Helper function for creating edge lists for iGraph construction.

Returns

  • all_edges (list ([list1,list2,…])) – A list of length length lists where each list contains node pairs (i,j) in the corresponding layer.

  • all_weights (list ([list1, list2,…])) – A list of length length lists where each list contains floats in the corresponding layer indicating the edge weight between the node pair.

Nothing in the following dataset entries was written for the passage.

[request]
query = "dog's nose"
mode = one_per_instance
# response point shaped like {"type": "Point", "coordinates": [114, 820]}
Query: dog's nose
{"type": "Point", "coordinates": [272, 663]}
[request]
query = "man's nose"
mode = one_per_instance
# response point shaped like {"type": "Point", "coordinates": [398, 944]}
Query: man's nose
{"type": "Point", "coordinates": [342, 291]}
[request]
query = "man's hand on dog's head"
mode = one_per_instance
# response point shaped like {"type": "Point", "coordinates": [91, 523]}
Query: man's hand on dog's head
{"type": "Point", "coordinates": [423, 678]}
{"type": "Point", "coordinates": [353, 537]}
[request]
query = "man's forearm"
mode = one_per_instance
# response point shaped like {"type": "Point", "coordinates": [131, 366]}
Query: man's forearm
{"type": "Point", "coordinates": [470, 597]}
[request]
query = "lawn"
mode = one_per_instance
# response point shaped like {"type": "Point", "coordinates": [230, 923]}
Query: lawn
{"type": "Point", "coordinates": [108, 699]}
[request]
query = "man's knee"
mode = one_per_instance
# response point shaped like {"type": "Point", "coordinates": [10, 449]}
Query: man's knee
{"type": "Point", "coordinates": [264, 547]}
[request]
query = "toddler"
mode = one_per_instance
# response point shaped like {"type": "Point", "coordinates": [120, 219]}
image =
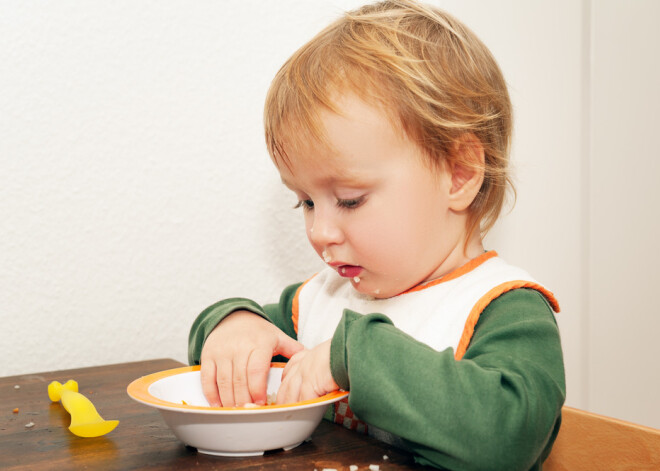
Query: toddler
{"type": "Point", "coordinates": [392, 128]}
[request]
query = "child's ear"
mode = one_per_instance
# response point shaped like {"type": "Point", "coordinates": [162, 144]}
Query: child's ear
{"type": "Point", "coordinates": [467, 171]}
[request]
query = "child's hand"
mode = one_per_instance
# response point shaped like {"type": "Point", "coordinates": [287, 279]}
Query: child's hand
{"type": "Point", "coordinates": [307, 375]}
{"type": "Point", "coordinates": [236, 359]}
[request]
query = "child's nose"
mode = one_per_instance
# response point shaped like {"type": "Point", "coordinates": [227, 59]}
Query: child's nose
{"type": "Point", "coordinates": [324, 230]}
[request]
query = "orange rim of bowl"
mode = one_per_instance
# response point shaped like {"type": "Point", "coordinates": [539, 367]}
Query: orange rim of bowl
{"type": "Point", "coordinates": [139, 390]}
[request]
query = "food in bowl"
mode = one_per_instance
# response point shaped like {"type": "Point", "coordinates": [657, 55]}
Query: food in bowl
{"type": "Point", "coordinates": [229, 431]}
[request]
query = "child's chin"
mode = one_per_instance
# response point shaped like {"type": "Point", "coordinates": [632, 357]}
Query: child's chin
{"type": "Point", "coordinates": [364, 288]}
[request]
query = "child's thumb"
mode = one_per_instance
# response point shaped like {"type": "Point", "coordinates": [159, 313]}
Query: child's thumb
{"type": "Point", "coordinates": [287, 346]}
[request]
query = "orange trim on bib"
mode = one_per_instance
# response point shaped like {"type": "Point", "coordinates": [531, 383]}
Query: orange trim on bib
{"type": "Point", "coordinates": [460, 271]}
{"type": "Point", "coordinates": [486, 299]}
{"type": "Point", "coordinates": [295, 304]}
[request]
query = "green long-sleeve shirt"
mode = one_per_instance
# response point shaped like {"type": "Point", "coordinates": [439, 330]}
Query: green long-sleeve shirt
{"type": "Point", "coordinates": [499, 407]}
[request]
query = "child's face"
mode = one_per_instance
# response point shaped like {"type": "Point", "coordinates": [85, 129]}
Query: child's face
{"type": "Point", "coordinates": [375, 210]}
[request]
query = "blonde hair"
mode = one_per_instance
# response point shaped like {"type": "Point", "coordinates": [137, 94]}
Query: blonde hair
{"type": "Point", "coordinates": [433, 76]}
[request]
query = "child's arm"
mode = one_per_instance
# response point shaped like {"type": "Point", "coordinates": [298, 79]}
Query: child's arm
{"type": "Point", "coordinates": [497, 408]}
{"type": "Point", "coordinates": [234, 340]}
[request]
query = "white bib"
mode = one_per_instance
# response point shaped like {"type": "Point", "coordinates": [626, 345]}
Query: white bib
{"type": "Point", "coordinates": [441, 313]}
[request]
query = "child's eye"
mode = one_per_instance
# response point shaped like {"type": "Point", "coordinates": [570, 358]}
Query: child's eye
{"type": "Point", "coordinates": [305, 204]}
{"type": "Point", "coordinates": [350, 203]}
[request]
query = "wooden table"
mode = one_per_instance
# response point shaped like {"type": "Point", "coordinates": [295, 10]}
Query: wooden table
{"type": "Point", "coordinates": [142, 440]}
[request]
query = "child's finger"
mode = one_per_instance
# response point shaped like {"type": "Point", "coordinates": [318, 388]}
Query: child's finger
{"type": "Point", "coordinates": [289, 388]}
{"type": "Point", "coordinates": [257, 375]}
{"type": "Point", "coordinates": [240, 381]}
{"type": "Point", "coordinates": [224, 375]}
{"type": "Point", "coordinates": [209, 385]}
{"type": "Point", "coordinates": [286, 346]}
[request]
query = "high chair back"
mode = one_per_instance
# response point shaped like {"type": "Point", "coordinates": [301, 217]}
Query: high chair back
{"type": "Point", "coordinates": [589, 441]}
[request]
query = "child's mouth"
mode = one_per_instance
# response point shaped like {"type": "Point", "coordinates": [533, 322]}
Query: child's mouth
{"type": "Point", "coordinates": [349, 271]}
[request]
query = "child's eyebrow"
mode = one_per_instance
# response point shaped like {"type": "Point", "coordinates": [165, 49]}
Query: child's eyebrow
{"type": "Point", "coordinates": [344, 179]}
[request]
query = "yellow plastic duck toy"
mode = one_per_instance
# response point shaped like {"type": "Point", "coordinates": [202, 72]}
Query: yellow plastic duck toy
{"type": "Point", "coordinates": [85, 420]}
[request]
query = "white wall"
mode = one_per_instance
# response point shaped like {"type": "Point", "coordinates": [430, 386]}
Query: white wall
{"type": "Point", "coordinates": [135, 188]}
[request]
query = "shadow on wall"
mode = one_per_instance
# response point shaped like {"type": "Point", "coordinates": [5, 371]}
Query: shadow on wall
{"type": "Point", "coordinates": [286, 248]}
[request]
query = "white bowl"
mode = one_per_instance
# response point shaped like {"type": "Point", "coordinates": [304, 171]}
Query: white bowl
{"type": "Point", "coordinates": [229, 431]}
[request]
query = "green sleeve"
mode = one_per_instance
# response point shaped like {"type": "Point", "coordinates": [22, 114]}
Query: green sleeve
{"type": "Point", "coordinates": [279, 314]}
{"type": "Point", "coordinates": [497, 408]}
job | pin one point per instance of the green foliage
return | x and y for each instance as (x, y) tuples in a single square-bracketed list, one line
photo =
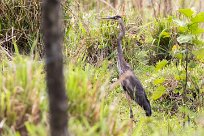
[(95, 107)]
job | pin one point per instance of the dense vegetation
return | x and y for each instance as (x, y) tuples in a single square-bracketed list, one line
[(165, 51)]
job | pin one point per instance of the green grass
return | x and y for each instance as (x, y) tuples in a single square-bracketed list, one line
[(95, 107)]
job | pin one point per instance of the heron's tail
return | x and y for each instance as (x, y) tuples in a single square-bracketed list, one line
[(145, 104)]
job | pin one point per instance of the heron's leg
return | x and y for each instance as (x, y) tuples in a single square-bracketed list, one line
[(129, 102)]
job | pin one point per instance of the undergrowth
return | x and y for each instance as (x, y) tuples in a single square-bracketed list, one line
[(97, 105)]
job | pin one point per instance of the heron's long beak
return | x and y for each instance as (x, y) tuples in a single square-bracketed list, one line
[(107, 18)]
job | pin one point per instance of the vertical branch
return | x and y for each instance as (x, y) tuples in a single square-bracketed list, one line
[(53, 40), (154, 10), (165, 8)]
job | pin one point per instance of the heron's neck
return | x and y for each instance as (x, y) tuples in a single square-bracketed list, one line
[(119, 40)]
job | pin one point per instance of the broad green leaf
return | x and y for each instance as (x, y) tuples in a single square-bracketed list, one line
[(185, 39), (183, 29), (193, 27), (187, 12), (161, 64), (165, 34), (159, 81), (179, 22), (158, 93), (198, 18)]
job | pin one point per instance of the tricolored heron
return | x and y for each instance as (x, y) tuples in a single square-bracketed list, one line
[(130, 83)]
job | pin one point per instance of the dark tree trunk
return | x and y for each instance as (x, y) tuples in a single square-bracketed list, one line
[(52, 28)]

find_comm_size(n, list_of_lists)

Helper function for finding the comunities in the next layer of a given node.

Parameters
  • n (int) – Node id to be found whose communities of.

  • list_of_lists (list) – First dimension of output of infomap_static.

Returns

  • comm (list) – Community membership of the given node in the next time step.

  • len (int) – Size of that community.

find_skeleton(static_memberships)

Function that finds links of skeleton coupling.

Parameters

static_membership (list) – Output of infomap_static.

Returns

bridge_links – Dictionary of skeleton links.

Return type

dict

get_attrs_or_nones(seq, attr_name)

Helper method.

Helper function for neighborhood coupling that finds the interlayer neighbors of a every node in the next and previous layers and normalizes edge weights.

Parameters
  • thresholded_adjacency (list) – List of adjacency matrices corresponding to every layer of the temporal network.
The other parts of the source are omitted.